# Absolute converge of a series

1. May 28, 2006

### Mathman23

Hello

I have this problem here:

Given the series

$$\sum_{n=1} ^{\infty} \frac{x^{n+1}}{n(n+1)}$$

show that this converges for every $$x \in \{ w \in \mathbb{C} \| \|w \| \leq 1 \}$$

Solution:

Since

$$\sum_{n=1} ^{\infty} \left| \frac{x^{n+1}}{n(n+1)} \right| = \sum_{n=1} ^{\infty} \frac{1}{n(n+1)} \right|$$

Since $$\sum_{n=1} ^{\infty} \frac{1}{n(n+1)} \right|$$ convergence then according the definition then

$$\sum_{n=1} ^{\infty} \frac{x^{n+1}}{n(n+1)}$$ is absolute convergent.

Thus

$$x \in \{ w \in \mathbb{C} \| \|w \| \leq 1 \}$$. Right?

Best Regards
Fred

Last edited: May 28, 2006
2. May 28, 2006

### shmoe

This:

$$\sum_{n=1} ^{\infty} \left| \frac{x^{n+1}}{n(n+1)} \right| = \sum_{n=1} ^{\infty} \frac{1}{n(n+1)} \right|$$

shouldn't be an equality.

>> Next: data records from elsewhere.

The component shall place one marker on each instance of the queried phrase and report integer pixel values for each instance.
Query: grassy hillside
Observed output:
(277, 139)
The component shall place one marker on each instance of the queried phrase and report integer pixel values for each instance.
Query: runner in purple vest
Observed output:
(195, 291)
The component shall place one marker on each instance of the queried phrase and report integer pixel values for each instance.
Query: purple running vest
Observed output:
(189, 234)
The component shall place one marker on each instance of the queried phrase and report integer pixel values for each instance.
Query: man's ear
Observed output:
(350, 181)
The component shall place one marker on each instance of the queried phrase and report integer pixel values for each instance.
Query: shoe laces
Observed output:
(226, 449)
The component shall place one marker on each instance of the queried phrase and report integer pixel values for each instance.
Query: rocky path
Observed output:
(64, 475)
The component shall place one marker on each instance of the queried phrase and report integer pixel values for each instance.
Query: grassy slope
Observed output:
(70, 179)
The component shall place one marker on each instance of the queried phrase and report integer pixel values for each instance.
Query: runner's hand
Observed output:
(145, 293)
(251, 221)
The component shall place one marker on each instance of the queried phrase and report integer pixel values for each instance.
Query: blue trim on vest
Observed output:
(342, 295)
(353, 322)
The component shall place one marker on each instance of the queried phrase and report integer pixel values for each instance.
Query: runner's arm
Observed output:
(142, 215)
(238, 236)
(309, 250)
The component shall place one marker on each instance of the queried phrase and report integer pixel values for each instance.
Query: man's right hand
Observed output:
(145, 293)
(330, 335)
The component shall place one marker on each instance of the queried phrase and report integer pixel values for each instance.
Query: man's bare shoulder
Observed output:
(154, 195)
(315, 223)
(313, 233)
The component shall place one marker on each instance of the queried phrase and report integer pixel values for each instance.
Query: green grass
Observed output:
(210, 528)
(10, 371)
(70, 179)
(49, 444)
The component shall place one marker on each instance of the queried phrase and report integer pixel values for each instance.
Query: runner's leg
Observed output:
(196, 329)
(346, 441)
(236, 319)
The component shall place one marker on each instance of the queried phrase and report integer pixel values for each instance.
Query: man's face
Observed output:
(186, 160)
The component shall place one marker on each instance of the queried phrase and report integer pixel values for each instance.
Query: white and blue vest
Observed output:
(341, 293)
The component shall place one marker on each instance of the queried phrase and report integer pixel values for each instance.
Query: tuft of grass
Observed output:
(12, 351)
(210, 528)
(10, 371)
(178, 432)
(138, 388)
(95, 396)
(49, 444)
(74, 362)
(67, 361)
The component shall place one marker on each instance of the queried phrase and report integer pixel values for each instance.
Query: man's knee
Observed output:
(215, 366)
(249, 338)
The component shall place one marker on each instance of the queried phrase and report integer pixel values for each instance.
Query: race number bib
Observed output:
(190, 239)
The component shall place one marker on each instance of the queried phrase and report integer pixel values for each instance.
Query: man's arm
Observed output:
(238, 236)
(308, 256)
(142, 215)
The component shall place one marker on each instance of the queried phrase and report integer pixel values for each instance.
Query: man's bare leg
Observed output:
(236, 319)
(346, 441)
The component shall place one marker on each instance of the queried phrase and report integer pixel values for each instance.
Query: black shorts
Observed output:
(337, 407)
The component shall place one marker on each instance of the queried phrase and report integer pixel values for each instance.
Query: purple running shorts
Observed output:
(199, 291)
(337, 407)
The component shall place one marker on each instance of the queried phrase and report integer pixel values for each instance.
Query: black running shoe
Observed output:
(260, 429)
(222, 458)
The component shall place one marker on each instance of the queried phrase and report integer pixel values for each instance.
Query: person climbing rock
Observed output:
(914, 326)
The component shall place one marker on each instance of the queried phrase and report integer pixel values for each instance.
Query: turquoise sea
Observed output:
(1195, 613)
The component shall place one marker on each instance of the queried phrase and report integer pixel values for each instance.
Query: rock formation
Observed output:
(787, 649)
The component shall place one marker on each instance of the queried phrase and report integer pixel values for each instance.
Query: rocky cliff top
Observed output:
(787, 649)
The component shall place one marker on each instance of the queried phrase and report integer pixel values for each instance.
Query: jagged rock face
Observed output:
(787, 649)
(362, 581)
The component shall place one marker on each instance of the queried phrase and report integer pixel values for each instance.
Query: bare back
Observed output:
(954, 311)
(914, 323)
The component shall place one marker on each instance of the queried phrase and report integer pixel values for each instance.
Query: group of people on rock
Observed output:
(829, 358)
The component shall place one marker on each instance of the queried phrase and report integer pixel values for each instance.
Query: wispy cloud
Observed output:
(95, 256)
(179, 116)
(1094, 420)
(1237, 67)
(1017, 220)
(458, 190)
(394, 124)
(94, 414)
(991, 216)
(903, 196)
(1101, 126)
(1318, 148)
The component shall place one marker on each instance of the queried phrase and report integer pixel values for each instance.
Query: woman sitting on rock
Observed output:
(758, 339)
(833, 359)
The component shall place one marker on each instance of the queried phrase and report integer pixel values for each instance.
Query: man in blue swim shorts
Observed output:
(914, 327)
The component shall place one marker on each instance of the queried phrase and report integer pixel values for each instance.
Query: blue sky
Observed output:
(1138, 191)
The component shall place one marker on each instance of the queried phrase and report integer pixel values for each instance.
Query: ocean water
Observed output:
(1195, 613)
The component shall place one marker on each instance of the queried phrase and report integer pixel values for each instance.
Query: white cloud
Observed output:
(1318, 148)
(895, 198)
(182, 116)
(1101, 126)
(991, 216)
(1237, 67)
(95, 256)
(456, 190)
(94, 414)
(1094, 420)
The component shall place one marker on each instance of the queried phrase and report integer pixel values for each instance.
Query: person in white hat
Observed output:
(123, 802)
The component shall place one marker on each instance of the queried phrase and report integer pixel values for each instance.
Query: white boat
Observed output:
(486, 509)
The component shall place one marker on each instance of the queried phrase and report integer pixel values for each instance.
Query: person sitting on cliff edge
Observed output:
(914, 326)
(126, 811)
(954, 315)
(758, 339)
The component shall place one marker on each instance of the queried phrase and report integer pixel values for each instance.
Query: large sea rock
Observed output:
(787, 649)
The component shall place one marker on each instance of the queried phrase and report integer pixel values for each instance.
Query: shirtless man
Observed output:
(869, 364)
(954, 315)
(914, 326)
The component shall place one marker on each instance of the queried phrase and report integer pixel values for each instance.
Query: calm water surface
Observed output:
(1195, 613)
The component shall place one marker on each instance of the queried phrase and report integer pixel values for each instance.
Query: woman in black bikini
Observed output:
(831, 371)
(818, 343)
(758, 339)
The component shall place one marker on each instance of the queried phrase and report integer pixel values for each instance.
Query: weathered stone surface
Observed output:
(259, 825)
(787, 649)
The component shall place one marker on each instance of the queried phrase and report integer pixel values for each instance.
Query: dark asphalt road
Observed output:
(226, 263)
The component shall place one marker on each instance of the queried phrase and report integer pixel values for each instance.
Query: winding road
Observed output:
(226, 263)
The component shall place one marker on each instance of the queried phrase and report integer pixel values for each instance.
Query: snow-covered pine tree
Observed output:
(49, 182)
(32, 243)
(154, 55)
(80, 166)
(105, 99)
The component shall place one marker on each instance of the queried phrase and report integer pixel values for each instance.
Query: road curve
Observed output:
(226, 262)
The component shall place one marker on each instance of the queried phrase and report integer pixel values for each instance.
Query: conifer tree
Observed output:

You hopefully meant an inequality here which is valid for x on the unit disc. Otherwise it looks good.

3. May 28, 2006

### Hummingbird25

Then it should have say ?

$$\sum_{n=1} ^{\infty} \left| \frac{x^{n+1}}{n(n+1)} \right| \leq \sum_{n=1} ^{\infty} \frac{1}{n(n+1)} \right|$$

Regards Humminbird

p.s. Do I use uniform continuety to show that

$$g(x) = \sum_{n=1} ^{\infty} \frac{x^{n+1}}{n(n+1)}$$

is continious on $$x \in \{ w \in \mathbb{C} \| \|w \| \leq 1\}$$ ??

Last edited: May 28, 2006
4. May 28, 2006

### HallsofIvy

No, if
$$\sum_{n=1} ^{\infty} \frac{x^{n+1}}{n(n+1)}$$
then all you can say is "if x= 1 this is
$$\sum_{n=1} ^{\infty} \frac{1}{n(n+1)}$$
which converges absolutely" (since all terms are positive anyway).

Of course, I'm not sure why you chose to make x= 1. Have you determined what the radius of convergence is? And if the radius of convergence is 1, what happens when x= -1?